Incorporating artificial intelligence in medical diagnosis: A case for an invisible and (un)disruptive approach.

Journal: Journal of evaluation in clinical practice
Published Date:

Abstract

As big data becomes more publicly accessible, artificial intelligence (AI) is increasingly available and applicable to problems around clinical decision-making. Yet the adoption of AI technology in healthcare lags well behind other industries. The gap between what technology could do, and what technology is actually being used for is rapidly widening. While many solutions are proposed to address this gap, clinician resistance to the adoption of AI remains high. To aid with change, we propose facilitating clinician decisions through technology by seamlessly weaving what we call 'invisible AI' into existing clinician workflows, rather than sequencing new steps into clinical processes. We explore evidence from the change management and human factors literature to conceptualize a new approach to AI implementation in health organizations.
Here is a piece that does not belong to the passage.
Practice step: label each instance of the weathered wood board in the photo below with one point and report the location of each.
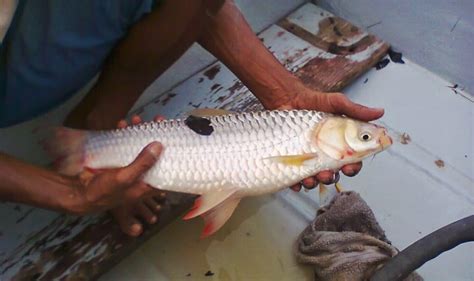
(324, 51)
We discuss challenges and provide recommendations for organizations to employ this strategy.

Authors

  • Matt Sibbald
    Department of Medicine, McMaster Education Research Innovation and Theory (MERIT) Program, Faculty of Health Sciences, McMaster University, Hamilton, ON, Canada.
  • Laura Zwaan
    Erasmus Medical Center, Institute of Medical Education Research Rotterdam (iMERR), Rotterdam, The Netherlands.
  • Yusuf Yilmaz
    Department of Gastroenterology, School of Medicine, Recep Tayyip Erdoğan University, Rize, Turkey.
  • Sarrah Lal
    Department of Medicine, Division of Innovation and Education, McMaster University, Hamilton, ON, Canada.